Wiretapping Doubles in Russia Since 2007

Legal wiretaps have almost doubled in Russia over the past five years due to lack of external control over the secret services, according to official and publicly available statistics unearthed by a leading Russian security analyst.

“This is both a political and a bureaucratic story,” said Andrei Soldatov, editor-in-chief of Agentura.ru, an online secret services think-tank. He added that the services often abuse their powers, including for illegal monitoring of political opposition.

The courts issued 466,152 sanctions for telephone wiretaps and inspection of regular and electronic mail in 2011, according to the website of the Judicial Department at the Russian Supreme Court.

The figure stood at 265,937 in 2007, the department said.

Only 3,554 wiretap requests, or under 1 percent of the total, were rejected in 2011, compared to 4,246 in 2007.

Eight agencies in Russia are currently authorized to monitor citizens’ conversations, among them the police, the Federal Security Service (FSB), the Foreign Intelligence Service, intelligence agency GRU and even the Federal Prison Service. The actual amount of wiretapping may be bigger than publicly revealed because intelligence agencies are exempt from disclosing information about their surveillance operations, according to Soldatov’s report on Agentura.ru.

The tendency is global, with the United States and European countries also stepping up surveillance of the public’s private conversations and easing regulations for wiretapping, Soldatov told RIA Novosti.

However, the Western countries are doing it to combat terrorism, while in Russia, officials report a decrease in both terrorist and overall criminal activity, Soldatov said. Moscow formally ended its counter-terrorism operation in Chechnya in 2009, and the Interior Ministry said crime rates have been on the decrease since 2007.

“The agencies are boosting their resources just because they can,” Soldatov said.

No security agency has commented on the report. Emailed requests to the FSB and the Interior Ministry went unanswered in time for publication.

The growing use of wiretapping, boosted by new technologies, is not harmful per se, but could result in abuse of power in absence of external control, usually exerted by the parliament, Soldatov said.

Russian State Duma, controlled by the pro-Kremlin United Russia, is not vested with power to investigate wiretapping by security agencies, unlike legislatures in the EU and the United States.

Agencies authorized for wiretapping include the Interior Ministry’s anti-extremism department, which was involved, or accused of involvement, in crackdowns on opposition activists since the department’s inception in 2008.

Tapped conversations by opposition figures have been appearing online since 2010, with none of the leaks solved.

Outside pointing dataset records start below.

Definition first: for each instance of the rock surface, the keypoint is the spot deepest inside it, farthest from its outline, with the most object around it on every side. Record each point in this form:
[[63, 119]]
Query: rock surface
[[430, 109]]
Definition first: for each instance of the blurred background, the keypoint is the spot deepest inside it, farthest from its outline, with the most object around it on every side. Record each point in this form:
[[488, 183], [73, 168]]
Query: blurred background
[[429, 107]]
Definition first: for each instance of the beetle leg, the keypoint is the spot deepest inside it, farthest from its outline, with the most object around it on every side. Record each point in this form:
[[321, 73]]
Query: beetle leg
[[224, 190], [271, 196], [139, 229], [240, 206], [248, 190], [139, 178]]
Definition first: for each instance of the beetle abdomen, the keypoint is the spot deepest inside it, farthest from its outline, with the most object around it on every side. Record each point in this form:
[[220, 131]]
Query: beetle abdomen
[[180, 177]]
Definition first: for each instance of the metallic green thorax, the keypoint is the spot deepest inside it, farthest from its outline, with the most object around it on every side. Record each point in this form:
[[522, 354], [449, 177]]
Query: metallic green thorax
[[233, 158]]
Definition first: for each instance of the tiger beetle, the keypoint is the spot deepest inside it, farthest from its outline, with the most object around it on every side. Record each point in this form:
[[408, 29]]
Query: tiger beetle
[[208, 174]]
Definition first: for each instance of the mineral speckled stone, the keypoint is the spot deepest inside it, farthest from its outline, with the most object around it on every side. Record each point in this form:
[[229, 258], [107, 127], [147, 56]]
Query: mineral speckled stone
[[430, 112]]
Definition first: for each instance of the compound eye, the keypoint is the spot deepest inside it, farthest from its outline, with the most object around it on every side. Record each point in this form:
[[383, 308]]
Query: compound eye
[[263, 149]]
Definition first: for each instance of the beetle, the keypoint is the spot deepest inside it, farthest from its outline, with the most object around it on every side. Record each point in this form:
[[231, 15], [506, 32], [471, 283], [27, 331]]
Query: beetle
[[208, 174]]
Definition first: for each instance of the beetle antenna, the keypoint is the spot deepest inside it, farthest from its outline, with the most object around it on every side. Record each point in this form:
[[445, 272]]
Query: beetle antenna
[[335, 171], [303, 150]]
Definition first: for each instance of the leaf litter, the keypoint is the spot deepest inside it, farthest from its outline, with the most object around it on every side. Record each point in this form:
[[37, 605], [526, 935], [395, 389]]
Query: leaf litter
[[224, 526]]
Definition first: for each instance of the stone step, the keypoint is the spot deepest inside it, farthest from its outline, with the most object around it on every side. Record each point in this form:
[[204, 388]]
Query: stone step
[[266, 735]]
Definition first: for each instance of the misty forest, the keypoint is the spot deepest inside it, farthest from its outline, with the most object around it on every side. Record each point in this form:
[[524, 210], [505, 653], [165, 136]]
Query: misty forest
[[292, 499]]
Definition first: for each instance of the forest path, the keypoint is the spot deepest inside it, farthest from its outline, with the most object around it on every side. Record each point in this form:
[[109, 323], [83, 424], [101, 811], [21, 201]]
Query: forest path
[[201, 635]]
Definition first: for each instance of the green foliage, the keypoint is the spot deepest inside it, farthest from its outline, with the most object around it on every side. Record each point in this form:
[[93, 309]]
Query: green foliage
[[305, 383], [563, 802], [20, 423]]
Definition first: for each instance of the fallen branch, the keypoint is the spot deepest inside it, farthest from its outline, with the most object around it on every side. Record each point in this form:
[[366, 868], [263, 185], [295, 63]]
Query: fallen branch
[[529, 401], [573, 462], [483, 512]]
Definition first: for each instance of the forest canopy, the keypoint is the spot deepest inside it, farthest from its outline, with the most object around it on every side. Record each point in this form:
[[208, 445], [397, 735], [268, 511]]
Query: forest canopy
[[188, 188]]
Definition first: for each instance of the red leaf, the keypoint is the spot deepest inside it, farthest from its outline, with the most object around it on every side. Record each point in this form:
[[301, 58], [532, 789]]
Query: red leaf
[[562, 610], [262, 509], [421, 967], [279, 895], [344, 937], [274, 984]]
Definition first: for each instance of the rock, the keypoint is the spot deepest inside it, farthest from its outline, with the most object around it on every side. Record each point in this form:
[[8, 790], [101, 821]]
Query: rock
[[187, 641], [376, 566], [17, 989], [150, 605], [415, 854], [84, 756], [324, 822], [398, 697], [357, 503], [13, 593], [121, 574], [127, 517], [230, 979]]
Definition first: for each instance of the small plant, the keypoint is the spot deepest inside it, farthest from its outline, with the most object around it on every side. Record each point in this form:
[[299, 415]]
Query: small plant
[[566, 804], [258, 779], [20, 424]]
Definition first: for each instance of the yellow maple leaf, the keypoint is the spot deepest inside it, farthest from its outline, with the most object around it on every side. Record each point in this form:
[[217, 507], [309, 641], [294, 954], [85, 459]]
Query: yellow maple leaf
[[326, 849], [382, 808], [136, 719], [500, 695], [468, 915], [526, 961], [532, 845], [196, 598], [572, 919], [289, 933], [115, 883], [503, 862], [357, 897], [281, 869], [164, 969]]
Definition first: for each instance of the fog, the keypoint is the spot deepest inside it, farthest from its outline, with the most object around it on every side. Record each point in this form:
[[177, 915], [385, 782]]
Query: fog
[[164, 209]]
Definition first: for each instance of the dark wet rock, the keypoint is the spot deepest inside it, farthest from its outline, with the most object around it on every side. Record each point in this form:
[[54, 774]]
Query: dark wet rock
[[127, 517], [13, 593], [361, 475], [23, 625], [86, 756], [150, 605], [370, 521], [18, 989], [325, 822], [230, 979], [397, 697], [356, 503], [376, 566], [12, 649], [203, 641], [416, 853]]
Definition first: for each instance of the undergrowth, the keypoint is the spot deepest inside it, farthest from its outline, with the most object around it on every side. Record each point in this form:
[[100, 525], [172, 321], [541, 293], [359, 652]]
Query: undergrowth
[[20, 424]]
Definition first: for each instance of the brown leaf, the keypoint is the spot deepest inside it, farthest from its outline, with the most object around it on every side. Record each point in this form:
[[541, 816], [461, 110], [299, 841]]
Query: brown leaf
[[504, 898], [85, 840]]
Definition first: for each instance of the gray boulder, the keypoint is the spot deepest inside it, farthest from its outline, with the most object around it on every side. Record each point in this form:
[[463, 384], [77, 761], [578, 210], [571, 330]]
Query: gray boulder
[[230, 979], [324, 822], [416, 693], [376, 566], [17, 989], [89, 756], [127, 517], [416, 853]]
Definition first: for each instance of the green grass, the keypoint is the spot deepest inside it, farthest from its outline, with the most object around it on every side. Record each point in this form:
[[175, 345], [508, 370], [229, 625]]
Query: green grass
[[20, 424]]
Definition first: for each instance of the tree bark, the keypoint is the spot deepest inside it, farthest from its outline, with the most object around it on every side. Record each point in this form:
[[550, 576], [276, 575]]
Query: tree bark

The trend was started by a string of compromising videos featuring politicians Eduard Limonov, Alexander Belov and Ilya Yashin, as well as journalists Mikhail Fishman and Viktor Shenderovich, who were separately filmed bribing traffic police, taking drugs and having sex with a woman.

Last October, hackers leaked emails from the mailbox of corruption whistleblower Alexei Navalny, the only Russian on Time magazine’s 100 Most Influential People in the World list for 2012.

A fresh string of exposes took place last winter, which was marked by mass street protests against the Kremlin, which took both the government and the opposition leaders by surprise. Pro-Kremlin tabloid Lifenews.ru published recordings of conversations by liberal politician Boris Nemtsov with fellow Kremlin bashers, including Yashin, journalist Sergei Parkhomenko and lawmaker Gennady Gudkov. Nemtsov unsuccessfully sued the publication, which never disclosed the source of the recordings.

“If wiretapping took place, it must have originated from the secret services,” Soldatov said.

The Investigative Committee has opened a case into the Nemtsov leak in December, but reported no progress since.

Many private security companies used to run their own illegal wiretapping teams in the 1990s, but in the 2000s, it became easier to pay off corrupt FSB or police officials to handle the job, Soldatov said.

The most high-profile wiretapping case in recent years was opened against Alexander Bulbov, a senior official with the Federal Drug Control Agency, which has the authority to monitor personal conversations. Bulbov was held in 2007 on a long list of charges which included fraud, abuse of office and illegal wiretapping, though he was only convicted on the first two charges. Many analysts called the case the result of a turf war between Bulbov’s agency and the FSB.